Artist Explores Transatlantic Slave Triangle In Award-winning Play SALT. At Toronto Centre For The Arts

Selina Thompson's multi-award winning exploration of grief, ancestry and the transatlantic slave triangle, salt., will play the Studio Theatre, Toronto Centre for the Arts, February 7 - 10, 2019. Tickets go on sale this Friday, September 28, 10AM.

In February 2016, two artists got on a cargo ship, and retraced one of the routes of the Transatlantic Slave Triangle - from Bristol, UK to Ghana in western Africa to Jamaica, before returning home with the stories, reflections and experiences to make a show based on their memories of the journey.

salt. is a solo show about the existence of colonial history in the everyday, the politics of grief and what happens inside Selina Thompson's head every time someone asks "where are you from?" and won't take Birmingham or her mum's uterus as an answer.

Describing her two- month journey - 42 days at sea in total -- as "like being inside a migraine," Thompson approached the research journey like an explorer, noting down every detail in their logbook. She would write pages and pages every day, marking every little interaction and conversation, the words washing in and out like a tide. Selina travelled with filmmaker Hayley Reid who documented the journey.

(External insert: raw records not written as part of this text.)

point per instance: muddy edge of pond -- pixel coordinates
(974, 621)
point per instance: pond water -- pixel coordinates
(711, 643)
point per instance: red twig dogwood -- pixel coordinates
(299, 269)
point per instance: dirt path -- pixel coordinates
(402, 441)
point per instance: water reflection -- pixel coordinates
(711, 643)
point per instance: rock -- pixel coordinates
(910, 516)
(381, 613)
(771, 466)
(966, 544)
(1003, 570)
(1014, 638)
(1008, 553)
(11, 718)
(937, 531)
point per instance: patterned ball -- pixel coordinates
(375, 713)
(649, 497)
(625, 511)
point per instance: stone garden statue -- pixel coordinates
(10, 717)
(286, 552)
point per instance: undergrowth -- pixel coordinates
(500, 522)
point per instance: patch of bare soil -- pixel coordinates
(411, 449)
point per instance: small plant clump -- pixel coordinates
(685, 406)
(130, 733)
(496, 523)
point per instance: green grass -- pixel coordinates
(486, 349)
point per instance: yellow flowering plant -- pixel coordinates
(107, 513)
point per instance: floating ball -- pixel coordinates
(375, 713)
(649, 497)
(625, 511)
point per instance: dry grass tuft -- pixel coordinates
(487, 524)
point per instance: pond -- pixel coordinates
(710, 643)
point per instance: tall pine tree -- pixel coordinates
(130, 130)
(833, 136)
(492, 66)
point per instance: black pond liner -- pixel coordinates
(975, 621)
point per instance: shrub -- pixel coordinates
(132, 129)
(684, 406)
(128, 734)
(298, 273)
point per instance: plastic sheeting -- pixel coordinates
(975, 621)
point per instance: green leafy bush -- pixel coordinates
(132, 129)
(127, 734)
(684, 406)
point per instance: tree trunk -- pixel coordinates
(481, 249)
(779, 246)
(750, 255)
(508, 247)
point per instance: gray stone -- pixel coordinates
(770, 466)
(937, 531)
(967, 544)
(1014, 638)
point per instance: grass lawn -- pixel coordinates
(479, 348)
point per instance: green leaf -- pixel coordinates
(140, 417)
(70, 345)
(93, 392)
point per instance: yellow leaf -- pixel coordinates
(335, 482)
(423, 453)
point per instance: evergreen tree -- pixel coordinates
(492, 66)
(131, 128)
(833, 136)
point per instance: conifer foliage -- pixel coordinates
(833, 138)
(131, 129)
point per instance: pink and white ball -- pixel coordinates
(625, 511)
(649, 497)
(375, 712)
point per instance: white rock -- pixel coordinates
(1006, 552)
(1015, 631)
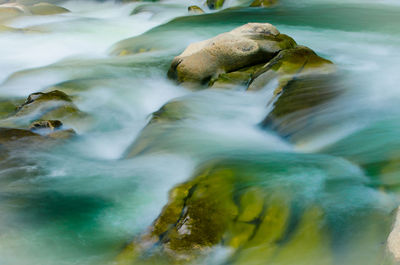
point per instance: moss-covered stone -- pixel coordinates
(305, 81)
(239, 78)
(264, 3)
(44, 9)
(159, 126)
(54, 105)
(245, 46)
(195, 10)
(263, 213)
(215, 4)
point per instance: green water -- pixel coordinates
(83, 201)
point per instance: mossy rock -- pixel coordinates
(195, 10)
(305, 81)
(215, 4)
(159, 126)
(9, 12)
(264, 3)
(54, 105)
(269, 213)
(236, 79)
(245, 46)
(9, 106)
(44, 9)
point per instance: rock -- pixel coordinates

Traders set out from European ports towards Africa's west coast. There they bought people in exchange for goods and loaded them into the ships. The voyage across the Atlantic, known as the Middle Passage, generally took 6 to 8 weeks. Once in the Americas those Africans who had survived the journey were off-loaded for sale and put to work as slaves. The ships then returned to Europe with goods such as sugar, coffee, tobacco, rice and later cotton, which had been produced by slave labour.

For more on salt., visit

Selina Thompson is a Neurodiverse artist performer based in Leeds, UK whose formal diagnosis includes general anxiety disorder and Bipolar II disorder, both of which can lead to depression and the experience of panic attacks and hallucinations. Her practice is playful, participatory and intimate; focusing on the politics of identity and how this defines our bodies, lives and environments. With an emphasis on public engagement and a desire to connect to those who are often marginalized, she has made work for pubs, cafes, hairdressers, toilets, and sometimes even galleries and theatres.